Because the repertoire of classical music is like a web or a maze that can be entered at any point and followed through any path of happy accidents to completion (were it possible to complete), I tell people who ask me where to begin, “Just jump in anywhere you like and see where it leads.” It may lead perhaps first to other pieces by the same composer of a piece you like, and then to other composers of a similar style, and from main roads to side roads and back, through and around the maze. Or if you prefer, just be a kid in a candy shop. So it happened that my Anglophilia led me into the English corner of the music maze by means of a portal from another daunting maze, British cooking shows!
Composers at War
But why did this fellow compose only three orchestral works, I asked? I wanted more of them! I soon learned that Butterworth lived only 31 years, from July 1885 to August of 1916, when he was shot in action by a sniper in the World War I trenches at the Battle of the Somme.I had already breathed a sigh of relief for those who survived that battle, like writers J.R.R. Tolkien and C.S. Lewis, and composer Ralph Vaughan Williams. It turns out that Vaughan Williams had been a close friend of Butterworth and was greatly grieved by his death, in some ways for the rest of his life.
Butterworth and Vaughan Williams had been close friends as students, traveling into the countryside together to collect and catalog English folksongs and record many of them on a phonograph, to be sure they were preserved. Butterworth himself cataloged over 450 songs, most in Sussex.
Butterworth had found his way as a student at Eton College to Trinity College, Oxford, where he became the president of the University Music Club and also became an expert folk dancer. Before the war, he wrote the three important orchestral works mentioned above and also a number of lovely songs, still frequently performed, plus a few choral and chamber works.

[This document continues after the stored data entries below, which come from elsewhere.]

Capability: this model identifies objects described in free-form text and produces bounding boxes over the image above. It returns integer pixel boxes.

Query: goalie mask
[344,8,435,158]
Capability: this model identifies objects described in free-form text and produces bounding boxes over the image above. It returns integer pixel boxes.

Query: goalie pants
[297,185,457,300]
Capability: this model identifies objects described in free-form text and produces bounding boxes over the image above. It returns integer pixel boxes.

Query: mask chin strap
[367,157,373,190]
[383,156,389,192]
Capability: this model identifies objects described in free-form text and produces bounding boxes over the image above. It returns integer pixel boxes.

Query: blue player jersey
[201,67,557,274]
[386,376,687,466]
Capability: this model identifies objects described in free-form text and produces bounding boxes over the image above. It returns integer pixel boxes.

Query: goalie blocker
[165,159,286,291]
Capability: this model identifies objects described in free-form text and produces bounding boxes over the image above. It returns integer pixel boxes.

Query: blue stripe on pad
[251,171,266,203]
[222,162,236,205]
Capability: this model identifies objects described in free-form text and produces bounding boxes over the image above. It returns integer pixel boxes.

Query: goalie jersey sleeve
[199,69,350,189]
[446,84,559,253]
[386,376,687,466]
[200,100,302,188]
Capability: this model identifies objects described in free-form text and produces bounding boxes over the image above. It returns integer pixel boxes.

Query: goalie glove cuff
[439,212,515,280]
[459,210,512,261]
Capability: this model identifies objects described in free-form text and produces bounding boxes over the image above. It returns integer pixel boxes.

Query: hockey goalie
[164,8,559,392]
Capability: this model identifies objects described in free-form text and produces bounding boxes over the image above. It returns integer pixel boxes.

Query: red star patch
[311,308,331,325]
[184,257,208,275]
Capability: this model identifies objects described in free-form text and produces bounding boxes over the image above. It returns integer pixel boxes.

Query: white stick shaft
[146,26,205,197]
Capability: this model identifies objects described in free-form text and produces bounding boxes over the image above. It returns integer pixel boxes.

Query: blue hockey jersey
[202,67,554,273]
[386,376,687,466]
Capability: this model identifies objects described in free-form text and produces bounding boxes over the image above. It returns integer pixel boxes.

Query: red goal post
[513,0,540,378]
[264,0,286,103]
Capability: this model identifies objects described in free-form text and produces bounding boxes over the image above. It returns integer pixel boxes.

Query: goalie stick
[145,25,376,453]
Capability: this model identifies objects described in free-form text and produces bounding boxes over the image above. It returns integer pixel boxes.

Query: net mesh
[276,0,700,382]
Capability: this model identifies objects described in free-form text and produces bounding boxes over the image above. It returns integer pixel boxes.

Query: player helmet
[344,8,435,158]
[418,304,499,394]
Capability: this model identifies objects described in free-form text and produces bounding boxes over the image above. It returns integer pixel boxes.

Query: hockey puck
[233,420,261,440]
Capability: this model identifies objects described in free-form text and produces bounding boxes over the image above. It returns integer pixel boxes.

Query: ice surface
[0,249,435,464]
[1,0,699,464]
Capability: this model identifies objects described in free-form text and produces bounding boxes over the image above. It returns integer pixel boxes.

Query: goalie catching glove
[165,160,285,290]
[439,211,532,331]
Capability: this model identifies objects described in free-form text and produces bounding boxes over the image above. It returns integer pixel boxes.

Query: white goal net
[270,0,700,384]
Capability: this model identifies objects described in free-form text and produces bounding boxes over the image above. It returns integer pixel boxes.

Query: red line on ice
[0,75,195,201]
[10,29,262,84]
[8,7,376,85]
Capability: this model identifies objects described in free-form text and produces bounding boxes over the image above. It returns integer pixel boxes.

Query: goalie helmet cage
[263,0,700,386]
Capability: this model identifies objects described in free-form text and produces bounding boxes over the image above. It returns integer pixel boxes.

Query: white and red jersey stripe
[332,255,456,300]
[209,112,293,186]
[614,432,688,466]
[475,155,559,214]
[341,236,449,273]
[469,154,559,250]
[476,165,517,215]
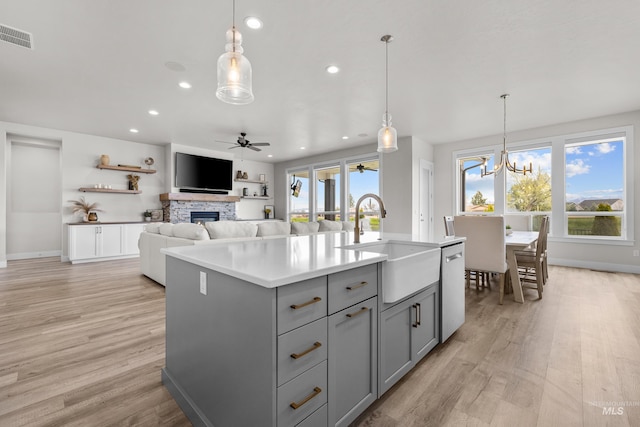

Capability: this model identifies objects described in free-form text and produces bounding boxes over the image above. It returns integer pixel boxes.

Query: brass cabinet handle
[346,307,368,318]
[346,281,368,291]
[290,342,322,359]
[412,303,421,328]
[290,386,322,410]
[290,297,322,310]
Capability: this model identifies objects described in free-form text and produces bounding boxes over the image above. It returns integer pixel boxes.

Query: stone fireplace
[160,193,240,223]
[190,211,220,225]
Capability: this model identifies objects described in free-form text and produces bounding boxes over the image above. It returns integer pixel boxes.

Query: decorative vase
[88,212,98,222]
[100,154,110,166]
[144,217,151,222]
[236,170,243,179]
[242,172,248,179]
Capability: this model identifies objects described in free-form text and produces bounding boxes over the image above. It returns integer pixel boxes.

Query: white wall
[433,110,640,273]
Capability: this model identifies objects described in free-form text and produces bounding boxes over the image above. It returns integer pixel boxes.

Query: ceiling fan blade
[251,142,270,146]
[248,145,261,152]
[215,140,235,145]
[228,145,241,149]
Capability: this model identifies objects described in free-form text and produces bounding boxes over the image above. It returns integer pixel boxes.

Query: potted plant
[68,196,103,222]
[505,224,513,235]
[264,207,272,219]
[143,211,153,222]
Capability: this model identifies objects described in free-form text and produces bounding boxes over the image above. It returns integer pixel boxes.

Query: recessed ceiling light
[148,110,159,116]
[342,136,349,140]
[267,154,273,158]
[244,16,263,29]
[300,147,306,150]
[326,65,339,74]
[129,128,139,133]
[179,81,192,89]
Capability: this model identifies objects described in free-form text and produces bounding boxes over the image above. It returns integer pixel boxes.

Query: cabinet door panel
[412,284,439,361]
[327,264,377,315]
[100,225,123,257]
[328,297,377,427]
[70,226,99,259]
[379,298,413,395]
[123,223,145,255]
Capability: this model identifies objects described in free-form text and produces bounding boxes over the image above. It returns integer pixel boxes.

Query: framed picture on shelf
[264,205,274,219]
[150,209,163,221]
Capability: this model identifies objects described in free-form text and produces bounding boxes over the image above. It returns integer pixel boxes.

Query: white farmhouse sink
[340,240,441,303]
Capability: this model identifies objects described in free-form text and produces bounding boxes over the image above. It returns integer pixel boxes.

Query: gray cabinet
[328,297,378,427]
[379,282,439,396]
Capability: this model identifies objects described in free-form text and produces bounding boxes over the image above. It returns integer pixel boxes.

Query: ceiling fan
[218,132,270,152]
[356,163,378,173]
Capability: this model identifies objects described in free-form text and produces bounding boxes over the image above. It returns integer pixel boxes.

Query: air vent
[0,24,33,49]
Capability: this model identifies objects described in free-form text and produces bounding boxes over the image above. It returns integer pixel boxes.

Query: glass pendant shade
[216,28,254,105]
[377,113,398,152]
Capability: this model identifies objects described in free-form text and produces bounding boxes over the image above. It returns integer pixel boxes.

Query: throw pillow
[206,221,259,239]
[291,221,320,235]
[318,220,342,232]
[257,221,292,237]
[159,223,174,237]
[173,223,210,240]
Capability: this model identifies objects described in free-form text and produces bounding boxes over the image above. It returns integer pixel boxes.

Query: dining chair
[514,216,548,298]
[453,215,509,303]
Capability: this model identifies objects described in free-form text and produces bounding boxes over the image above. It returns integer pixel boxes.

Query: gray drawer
[278,317,328,386]
[297,404,327,427]
[278,360,327,427]
[328,264,378,315]
[277,276,327,334]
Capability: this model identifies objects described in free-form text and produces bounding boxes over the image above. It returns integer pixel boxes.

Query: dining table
[505,231,539,303]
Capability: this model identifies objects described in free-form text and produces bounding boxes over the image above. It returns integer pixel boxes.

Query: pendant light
[481,94,532,176]
[377,35,398,153]
[216,0,254,105]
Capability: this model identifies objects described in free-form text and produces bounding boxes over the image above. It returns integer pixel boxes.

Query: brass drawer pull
[290,342,322,359]
[290,297,322,310]
[346,281,368,291]
[346,307,368,318]
[290,386,322,410]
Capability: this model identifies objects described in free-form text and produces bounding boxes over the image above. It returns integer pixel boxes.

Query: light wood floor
[1,259,639,426]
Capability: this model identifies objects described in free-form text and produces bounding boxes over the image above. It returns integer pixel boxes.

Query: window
[288,169,309,222]
[458,154,495,213]
[564,137,625,238]
[286,155,380,227]
[347,159,380,230]
[454,125,633,242]
[315,165,341,221]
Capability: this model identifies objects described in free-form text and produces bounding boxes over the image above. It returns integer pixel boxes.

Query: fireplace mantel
[159,193,240,203]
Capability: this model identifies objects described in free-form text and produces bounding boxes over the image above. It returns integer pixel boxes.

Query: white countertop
[162,231,465,288]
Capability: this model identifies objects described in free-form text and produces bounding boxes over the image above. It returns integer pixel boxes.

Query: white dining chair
[453,215,509,304]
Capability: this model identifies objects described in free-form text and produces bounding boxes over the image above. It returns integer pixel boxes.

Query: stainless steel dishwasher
[440,242,465,342]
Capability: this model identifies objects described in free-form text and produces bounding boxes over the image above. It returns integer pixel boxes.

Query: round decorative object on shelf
[87,212,99,222]
[100,154,110,166]
[144,157,155,169]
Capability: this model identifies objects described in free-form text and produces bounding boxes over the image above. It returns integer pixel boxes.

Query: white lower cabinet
[379,282,439,396]
[68,223,146,263]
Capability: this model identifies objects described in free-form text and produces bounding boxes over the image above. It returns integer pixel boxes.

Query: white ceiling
[1,0,640,163]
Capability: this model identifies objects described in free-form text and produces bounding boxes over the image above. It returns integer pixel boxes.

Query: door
[328,297,377,427]
[7,138,62,259]
[412,284,439,360]
[419,159,434,241]
[379,297,414,395]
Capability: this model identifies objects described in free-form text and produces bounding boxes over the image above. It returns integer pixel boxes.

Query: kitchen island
[161,232,464,427]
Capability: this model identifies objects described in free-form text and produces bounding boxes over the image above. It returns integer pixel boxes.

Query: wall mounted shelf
[79,188,142,194]
[98,164,156,174]
[241,196,271,200]
[234,178,268,184]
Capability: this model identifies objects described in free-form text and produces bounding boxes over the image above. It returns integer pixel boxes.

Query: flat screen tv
[175,152,233,192]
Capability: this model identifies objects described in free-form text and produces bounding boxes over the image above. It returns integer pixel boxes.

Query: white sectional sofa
[139,220,354,286]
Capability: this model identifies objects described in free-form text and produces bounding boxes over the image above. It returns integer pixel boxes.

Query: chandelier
[481,94,532,176]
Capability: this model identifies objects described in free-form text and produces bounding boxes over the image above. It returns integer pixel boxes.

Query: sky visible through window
[565,139,623,205]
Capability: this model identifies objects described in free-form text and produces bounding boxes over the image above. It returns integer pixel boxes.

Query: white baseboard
[0,260,6,268]
[6,250,62,261]
[549,257,640,274]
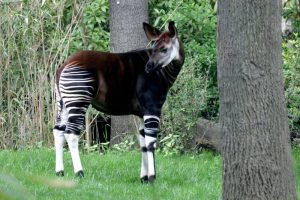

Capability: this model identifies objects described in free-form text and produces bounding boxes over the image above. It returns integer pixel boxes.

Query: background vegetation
[283,0,300,138]
[0,0,299,151]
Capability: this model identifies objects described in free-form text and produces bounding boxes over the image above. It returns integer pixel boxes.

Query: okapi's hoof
[56,171,64,177]
[75,170,84,178]
[140,176,148,184]
[148,175,156,184]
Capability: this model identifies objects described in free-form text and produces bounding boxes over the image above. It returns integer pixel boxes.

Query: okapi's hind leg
[58,66,96,178]
[54,100,87,178]
[53,85,67,177]
[63,103,90,178]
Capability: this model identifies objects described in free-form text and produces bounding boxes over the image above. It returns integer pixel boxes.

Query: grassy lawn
[1,147,300,200]
[0,148,221,200]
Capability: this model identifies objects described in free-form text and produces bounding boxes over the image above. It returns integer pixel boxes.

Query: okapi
[53,21,185,183]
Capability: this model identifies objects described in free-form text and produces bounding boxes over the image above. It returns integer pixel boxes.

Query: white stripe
[60,85,94,90]
[62,97,92,101]
[60,78,94,82]
[143,115,160,121]
[144,129,159,134]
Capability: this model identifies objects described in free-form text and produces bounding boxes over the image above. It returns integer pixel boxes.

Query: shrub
[283,36,300,135]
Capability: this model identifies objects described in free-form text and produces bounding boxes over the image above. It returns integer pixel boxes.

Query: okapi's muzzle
[145,61,162,74]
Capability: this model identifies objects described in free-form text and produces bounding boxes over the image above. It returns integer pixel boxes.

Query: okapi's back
[56,50,149,83]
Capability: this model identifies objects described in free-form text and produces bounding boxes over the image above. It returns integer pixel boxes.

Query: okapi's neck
[159,39,185,88]
[122,49,152,69]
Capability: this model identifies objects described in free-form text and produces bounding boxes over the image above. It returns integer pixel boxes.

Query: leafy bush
[283,0,300,35]
[69,0,110,52]
[283,36,300,135]
[282,1,300,136]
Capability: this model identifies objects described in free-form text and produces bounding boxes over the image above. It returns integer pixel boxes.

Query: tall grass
[0,0,88,149]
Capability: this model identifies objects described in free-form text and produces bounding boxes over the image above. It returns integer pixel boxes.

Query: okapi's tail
[54,82,64,128]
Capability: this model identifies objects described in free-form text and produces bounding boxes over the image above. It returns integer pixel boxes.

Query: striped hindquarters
[58,65,96,134]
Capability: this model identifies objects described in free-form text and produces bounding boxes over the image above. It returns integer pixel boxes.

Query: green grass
[292,147,300,198]
[0,149,221,200]
[2,147,300,200]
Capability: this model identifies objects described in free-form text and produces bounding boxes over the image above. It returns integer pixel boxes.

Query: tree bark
[109,0,148,145]
[218,1,297,199]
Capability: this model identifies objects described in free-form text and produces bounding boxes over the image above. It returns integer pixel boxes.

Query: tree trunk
[217,1,296,199]
[109,0,148,145]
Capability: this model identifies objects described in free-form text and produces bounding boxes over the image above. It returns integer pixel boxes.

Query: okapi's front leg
[139,124,148,183]
[143,115,160,183]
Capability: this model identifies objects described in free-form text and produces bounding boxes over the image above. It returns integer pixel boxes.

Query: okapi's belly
[91,96,142,117]
[92,70,143,116]
[92,85,143,117]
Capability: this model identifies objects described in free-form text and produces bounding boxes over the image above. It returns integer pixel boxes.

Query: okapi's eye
[160,48,168,53]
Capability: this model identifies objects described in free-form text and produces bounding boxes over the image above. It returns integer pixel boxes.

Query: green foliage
[282,0,300,137]
[283,0,300,34]
[283,35,300,134]
[70,0,110,52]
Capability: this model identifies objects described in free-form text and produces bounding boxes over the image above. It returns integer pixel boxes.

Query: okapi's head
[143,21,181,73]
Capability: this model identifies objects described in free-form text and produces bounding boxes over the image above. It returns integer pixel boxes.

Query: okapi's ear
[168,21,177,38]
[143,22,161,41]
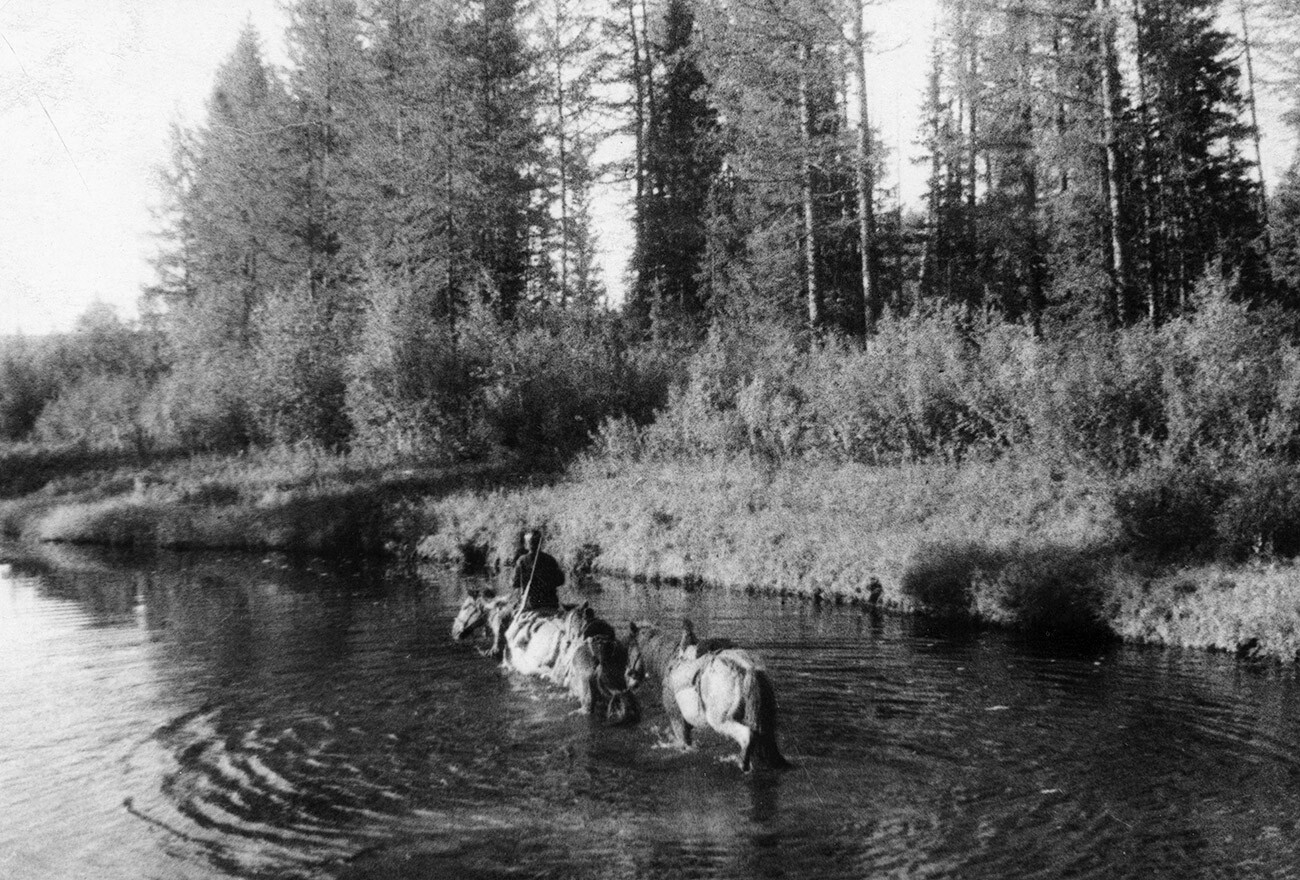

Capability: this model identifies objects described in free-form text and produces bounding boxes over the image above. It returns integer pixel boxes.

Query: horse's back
[504,609,570,677]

Known by his peers as one of the most talented young English composers of his generation, it is frequently speculated that Butterworth might be even more celebrated today than Vaughan Williams, had he survived the war and been able to achieve the potential that was cut so tragically short.
Butterworth enthusiastically enlisted in the army at the outbreak of the war and was continually promoted up to the rank of lieutenant, finally leading a platoon of rough miners at the Somme who came to respect him enough to name a trench after him. For his bravery in battle in July 1916, during which he was wounded, he was awarded the Military Cross. He did not live long enough to receive the actual ribbon, being taken by a sniper’s bullet in August. His men buried him straightaway out of respect, but the grave location was lost and his body never recovered.
As painful as it feels to miss George Butterworth and the great music he might have composed, I am thankful that at least he did leave some enchanting works for us to enjoy. They sound as fresh today, after over 100 years, as when they were written. Perhaps I will listen to them, in honor of him and all who were lost in that terrible war, on this Remembrance Day, or “Poppy Day,” celebrated in the UK on Nov. 11.